Após cinco anos, Selic deve voltar aos dois dígitos nesta semana, prevê mercado

Copom realiza nesta semana uma reunião sobre a taxa básica de juros, e projeções são de alta de 1,5 ponto percentual.

O Comitê de Política Monetária (Copom) começa nesta terça-feira (1º) a primeira reunião do ano para decidir sobre a taxa básica de juros da economia, a Selic. No mercado, a expectativa é praticamente consensual de uma alta de 1,5 ponto percentual, o que levaria os juros a 10,75% ao ano.


Caso o movimento se concretize, será a primeira vez que a Selic volta à casa dos dois dígitos desde 2017, conforme a autarquia tenta combater uma inflação que fechou 2021 em 10,06%, muto acima do teto da meta do ano passado, de 5,25%.


Ao mesmo tempo, será a oitava alta seguida feita pelo Copom, com a taxa de juros se distanciando cada vez mais do patamar historicamente baixo de 2%, que vigorou entre agosto de 2020 e janeiro de 2021.

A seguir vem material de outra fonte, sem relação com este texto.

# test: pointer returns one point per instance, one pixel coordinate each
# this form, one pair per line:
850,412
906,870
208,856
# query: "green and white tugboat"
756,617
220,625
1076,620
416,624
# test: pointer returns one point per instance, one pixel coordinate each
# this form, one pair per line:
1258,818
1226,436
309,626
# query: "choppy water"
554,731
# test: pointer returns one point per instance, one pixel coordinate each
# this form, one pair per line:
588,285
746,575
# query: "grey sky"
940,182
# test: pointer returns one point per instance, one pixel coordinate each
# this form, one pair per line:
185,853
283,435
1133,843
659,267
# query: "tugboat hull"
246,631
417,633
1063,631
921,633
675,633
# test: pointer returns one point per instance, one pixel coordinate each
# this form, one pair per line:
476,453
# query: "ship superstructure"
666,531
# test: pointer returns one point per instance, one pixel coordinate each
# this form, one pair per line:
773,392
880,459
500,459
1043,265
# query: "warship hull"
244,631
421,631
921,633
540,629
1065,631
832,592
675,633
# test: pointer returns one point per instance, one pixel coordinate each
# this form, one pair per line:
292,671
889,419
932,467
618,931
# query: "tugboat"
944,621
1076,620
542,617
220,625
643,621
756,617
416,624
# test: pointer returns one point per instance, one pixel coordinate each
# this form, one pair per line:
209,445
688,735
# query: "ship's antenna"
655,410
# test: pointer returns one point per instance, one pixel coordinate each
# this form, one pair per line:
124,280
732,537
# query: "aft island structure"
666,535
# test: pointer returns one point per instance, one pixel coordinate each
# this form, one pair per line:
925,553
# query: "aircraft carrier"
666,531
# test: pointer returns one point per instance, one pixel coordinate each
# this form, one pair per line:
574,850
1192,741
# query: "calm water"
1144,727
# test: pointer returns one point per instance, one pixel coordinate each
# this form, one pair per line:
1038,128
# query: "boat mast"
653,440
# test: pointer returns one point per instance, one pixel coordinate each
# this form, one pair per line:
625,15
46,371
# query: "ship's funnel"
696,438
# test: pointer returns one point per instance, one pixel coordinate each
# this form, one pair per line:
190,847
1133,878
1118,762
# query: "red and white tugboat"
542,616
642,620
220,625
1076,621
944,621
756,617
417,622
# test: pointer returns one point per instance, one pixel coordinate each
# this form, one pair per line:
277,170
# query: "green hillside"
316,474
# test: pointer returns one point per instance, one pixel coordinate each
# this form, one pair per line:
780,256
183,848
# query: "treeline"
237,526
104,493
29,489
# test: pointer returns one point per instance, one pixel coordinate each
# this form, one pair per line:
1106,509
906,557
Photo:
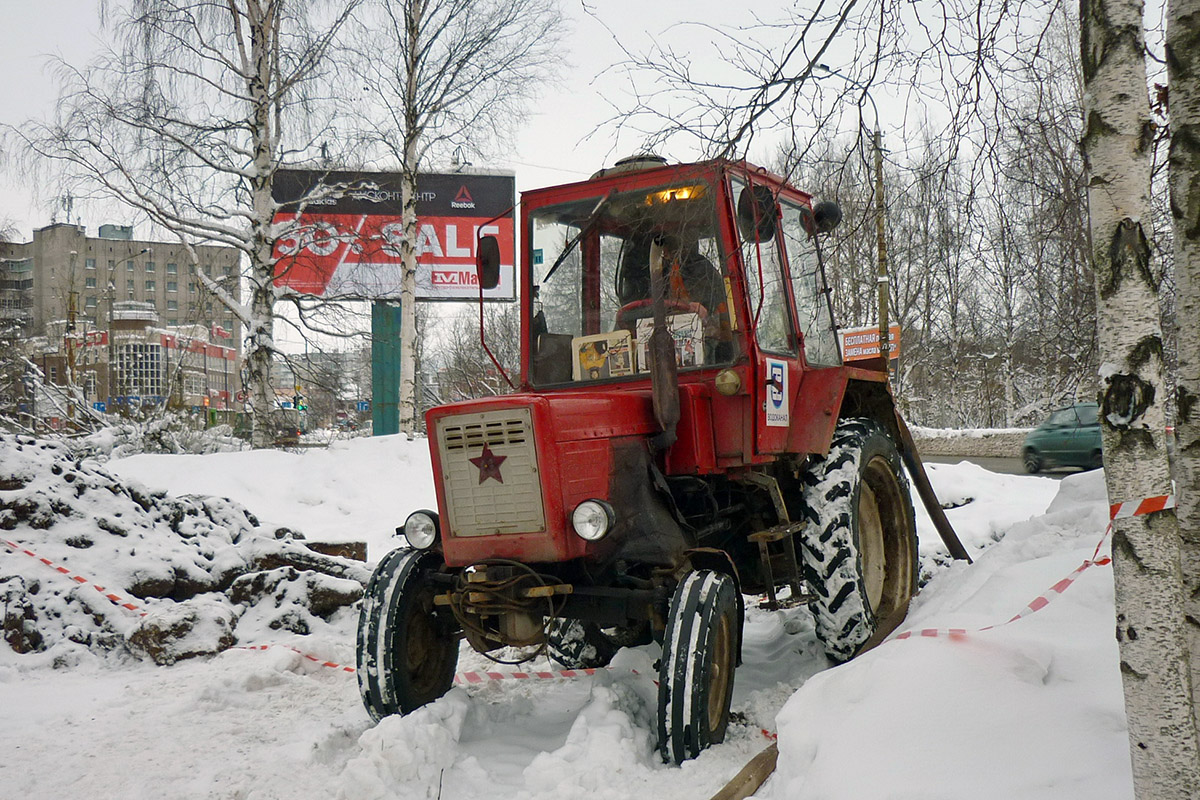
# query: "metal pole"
881,242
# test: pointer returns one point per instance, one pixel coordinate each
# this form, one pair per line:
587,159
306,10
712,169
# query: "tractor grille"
480,507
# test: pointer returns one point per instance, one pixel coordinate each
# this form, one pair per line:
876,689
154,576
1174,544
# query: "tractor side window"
809,288
591,274
765,275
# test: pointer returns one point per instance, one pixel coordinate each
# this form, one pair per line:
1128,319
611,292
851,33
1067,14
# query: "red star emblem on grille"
489,464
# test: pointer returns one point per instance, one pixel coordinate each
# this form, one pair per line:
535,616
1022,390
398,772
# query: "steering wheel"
625,316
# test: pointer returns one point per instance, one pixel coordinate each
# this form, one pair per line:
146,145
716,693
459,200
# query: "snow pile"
1031,709
357,489
187,570
163,434
981,506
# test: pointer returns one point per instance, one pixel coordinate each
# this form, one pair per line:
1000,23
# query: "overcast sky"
552,148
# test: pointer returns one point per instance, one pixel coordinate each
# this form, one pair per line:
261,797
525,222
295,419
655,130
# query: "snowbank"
357,489
1026,710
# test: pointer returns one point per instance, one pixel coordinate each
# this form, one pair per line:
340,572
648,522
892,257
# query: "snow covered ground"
1030,709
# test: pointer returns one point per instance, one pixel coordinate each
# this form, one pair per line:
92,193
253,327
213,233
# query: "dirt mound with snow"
94,564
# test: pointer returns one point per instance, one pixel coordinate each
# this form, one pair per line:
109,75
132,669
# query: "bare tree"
186,120
1183,78
442,74
1155,665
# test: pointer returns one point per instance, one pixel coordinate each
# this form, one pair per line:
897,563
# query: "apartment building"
129,318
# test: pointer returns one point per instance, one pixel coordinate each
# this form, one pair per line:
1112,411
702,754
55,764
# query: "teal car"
1071,437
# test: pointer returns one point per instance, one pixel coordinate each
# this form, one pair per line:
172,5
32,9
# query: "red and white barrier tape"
331,665
117,600
1116,511
465,678
1137,507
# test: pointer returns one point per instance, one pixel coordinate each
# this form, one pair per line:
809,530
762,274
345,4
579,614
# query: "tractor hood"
510,470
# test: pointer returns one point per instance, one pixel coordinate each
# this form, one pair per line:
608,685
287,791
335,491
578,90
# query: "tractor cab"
733,251
732,260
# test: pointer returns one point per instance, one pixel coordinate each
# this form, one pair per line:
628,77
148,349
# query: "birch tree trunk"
414,13
261,340
1183,77
1155,668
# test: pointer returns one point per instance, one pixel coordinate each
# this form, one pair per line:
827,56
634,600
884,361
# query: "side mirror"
826,216
487,262
757,212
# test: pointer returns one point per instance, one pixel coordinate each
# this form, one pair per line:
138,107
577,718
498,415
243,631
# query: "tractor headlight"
593,519
421,529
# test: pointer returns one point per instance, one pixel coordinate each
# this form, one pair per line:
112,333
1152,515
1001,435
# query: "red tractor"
684,433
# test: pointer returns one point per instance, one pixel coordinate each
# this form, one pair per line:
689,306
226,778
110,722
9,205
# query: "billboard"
342,230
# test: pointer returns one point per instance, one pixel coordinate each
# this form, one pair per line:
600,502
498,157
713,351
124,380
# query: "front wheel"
859,551
407,649
700,653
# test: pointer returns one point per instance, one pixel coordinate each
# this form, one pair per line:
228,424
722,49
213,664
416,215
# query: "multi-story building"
127,318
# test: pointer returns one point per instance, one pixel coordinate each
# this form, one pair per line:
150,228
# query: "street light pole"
881,276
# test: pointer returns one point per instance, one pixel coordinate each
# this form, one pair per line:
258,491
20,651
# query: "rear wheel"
859,551
700,653
407,650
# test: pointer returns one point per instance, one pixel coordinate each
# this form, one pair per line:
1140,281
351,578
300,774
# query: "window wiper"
583,232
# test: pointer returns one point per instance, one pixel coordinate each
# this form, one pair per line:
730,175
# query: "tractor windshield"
591,263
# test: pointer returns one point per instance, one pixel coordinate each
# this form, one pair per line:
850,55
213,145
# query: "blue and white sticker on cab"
778,415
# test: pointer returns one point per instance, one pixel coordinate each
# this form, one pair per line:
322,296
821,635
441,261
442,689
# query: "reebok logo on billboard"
463,199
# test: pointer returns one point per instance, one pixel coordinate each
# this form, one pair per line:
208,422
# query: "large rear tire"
859,551
407,650
700,653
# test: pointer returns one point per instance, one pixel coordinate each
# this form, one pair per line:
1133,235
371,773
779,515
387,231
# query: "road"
1002,465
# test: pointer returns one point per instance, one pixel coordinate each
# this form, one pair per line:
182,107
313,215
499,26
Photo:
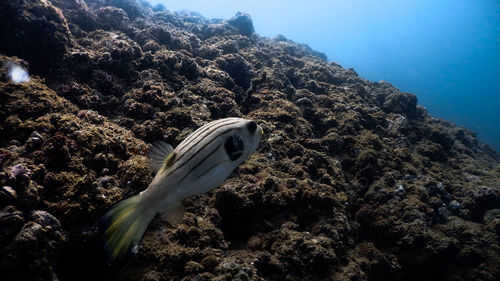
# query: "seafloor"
352,180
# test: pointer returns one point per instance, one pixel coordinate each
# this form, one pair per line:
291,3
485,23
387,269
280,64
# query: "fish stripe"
201,162
202,130
205,145
209,169
202,138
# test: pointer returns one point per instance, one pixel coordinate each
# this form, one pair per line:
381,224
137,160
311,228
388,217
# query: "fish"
16,73
198,164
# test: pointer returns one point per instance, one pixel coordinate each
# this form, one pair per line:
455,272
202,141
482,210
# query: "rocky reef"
353,180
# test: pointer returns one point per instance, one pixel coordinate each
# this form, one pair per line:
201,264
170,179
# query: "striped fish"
198,164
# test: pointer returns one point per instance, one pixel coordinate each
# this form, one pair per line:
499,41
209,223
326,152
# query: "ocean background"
447,52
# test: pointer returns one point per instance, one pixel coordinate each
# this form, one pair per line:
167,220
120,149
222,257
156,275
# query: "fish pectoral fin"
173,213
158,154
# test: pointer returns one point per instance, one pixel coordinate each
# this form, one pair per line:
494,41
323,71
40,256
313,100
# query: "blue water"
447,52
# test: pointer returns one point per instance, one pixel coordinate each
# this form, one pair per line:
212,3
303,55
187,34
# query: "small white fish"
198,164
16,73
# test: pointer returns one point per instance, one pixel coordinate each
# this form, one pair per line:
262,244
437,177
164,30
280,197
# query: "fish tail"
123,226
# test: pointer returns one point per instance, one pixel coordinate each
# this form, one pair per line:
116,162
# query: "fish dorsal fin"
160,155
173,213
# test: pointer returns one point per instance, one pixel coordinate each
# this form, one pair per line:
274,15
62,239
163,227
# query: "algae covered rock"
353,180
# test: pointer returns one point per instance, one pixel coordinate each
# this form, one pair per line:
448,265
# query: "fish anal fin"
174,213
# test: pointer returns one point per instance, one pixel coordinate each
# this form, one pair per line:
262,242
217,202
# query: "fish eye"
252,127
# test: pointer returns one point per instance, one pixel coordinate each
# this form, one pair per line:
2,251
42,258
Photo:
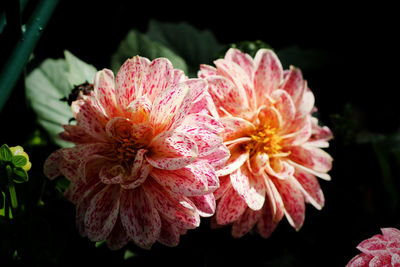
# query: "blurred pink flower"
274,141
145,154
379,250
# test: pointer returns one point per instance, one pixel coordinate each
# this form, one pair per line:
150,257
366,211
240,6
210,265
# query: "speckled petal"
293,201
268,74
205,204
249,187
130,79
179,210
139,217
105,93
102,213
172,151
230,207
246,222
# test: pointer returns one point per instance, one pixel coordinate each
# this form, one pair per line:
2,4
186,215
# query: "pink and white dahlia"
143,165
379,250
274,141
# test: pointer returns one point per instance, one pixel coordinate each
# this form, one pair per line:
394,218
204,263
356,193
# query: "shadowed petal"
139,217
102,213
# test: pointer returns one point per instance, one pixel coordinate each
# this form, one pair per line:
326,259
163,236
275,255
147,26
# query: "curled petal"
139,217
102,213
172,151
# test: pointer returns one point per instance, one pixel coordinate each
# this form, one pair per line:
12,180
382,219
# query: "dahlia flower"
379,250
274,141
146,149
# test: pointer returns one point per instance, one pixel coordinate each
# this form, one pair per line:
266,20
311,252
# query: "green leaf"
20,175
19,161
136,43
194,46
5,153
47,84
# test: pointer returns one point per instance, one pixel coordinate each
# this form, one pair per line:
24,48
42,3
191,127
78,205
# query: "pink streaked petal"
242,59
274,199
309,185
89,119
118,237
293,201
235,127
169,235
361,260
130,79
246,222
321,175
102,213
230,207
390,233
239,156
138,111
51,165
225,95
249,187
306,105
179,210
139,218
240,79
160,77
205,204
105,93
206,70
269,115
311,157
268,74
293,84
284,104
112,173
75,134
279,168
172,151
266,224
138,178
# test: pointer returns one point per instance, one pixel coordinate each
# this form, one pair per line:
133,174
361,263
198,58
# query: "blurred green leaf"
194,46
20,175
136,43
5,153
47,84
19,161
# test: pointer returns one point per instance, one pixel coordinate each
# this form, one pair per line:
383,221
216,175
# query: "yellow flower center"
265,139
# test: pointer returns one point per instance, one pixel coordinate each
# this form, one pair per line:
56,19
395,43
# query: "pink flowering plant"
178,149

Para analistas consultados pelo CNN Brasil Business, os riscos fiscais, uma persistência do processo inflacionário e incertezas externas alimentam a projeção de alta para 10,75%, ao mesmo tempo em que o cenário aponta para a continuidade do processo de elevação por mais algumas reuniões.


Causas

O CNN Brasil Business consultou 11 casas de análises, bancos e associações – Itaú, Banco UBS, Toro Investimentos, Genial Investimentos, BTG Pactual, MB Associados, XP Investimentos, Ativa, ABBC, Suno Research e LCA. Todas projetam uma alta para 10,75%.

Os agentes de mercado consultados pelo Banco Central no Relatório Focus também convergem para essa projeção, e esperam que a Selic termine 2022 em 11,75% segundo o documento desta segunda-feira (31).


O próprio Copom antecipou, no comunicado emitido após a última reunião, em 8 de dezembro, uma alta “na mesma magnitude”, após elevar a Selic em 1,5 ponto percentual. E tanto o comitê quanto o mercado citam causas semelhantes para esse cenário.

Em relatório, os economistas do BTG Pactual afirmaram que, na falta de novidades significativas na comunicação do Banco Central desde a última reunião do Copom, “permanece a mensagem dura emitida em dezembro”.


Para o Banco UBS, o Copom “provavelmente apontará para a inflação atual e as expectativas deterioradas como as principais razões para que sua projeção do IPCA continue acima do alvo oficial, e por isso a necessidade de uma política contracionista”.



Gustavo Sung, economista da Suno Research, afirma que o principal fator de risco que tem influenciado no comportamento do Banco Central é o quadro fiscal do Brasil. Já no segundo semestre de 2021, a visão do mercado de que o governo federal estaria disposto a desrespeitar o teto de gastos trouxe efeitos negativos para a economia, como a alta do dólar, e suas consequências para a inflação.


“A piora da trajetória da dívida e do risco fiscal geram incertezas, eleva o prêmio de risco, pressiona o câmbio e, consequentemente, os preços e os juros”, diz.


É uma análise semelhante à de Yihao Lin, economista da Genial Investimentos, que cita ainda novos riscos ao arcabouço fiscal: a incerteza sobre o reajuste salarial de servidores e o anúncio do governo de quer congelar impostos sobre combustíveis, com a chamada PEC dos combustíveis.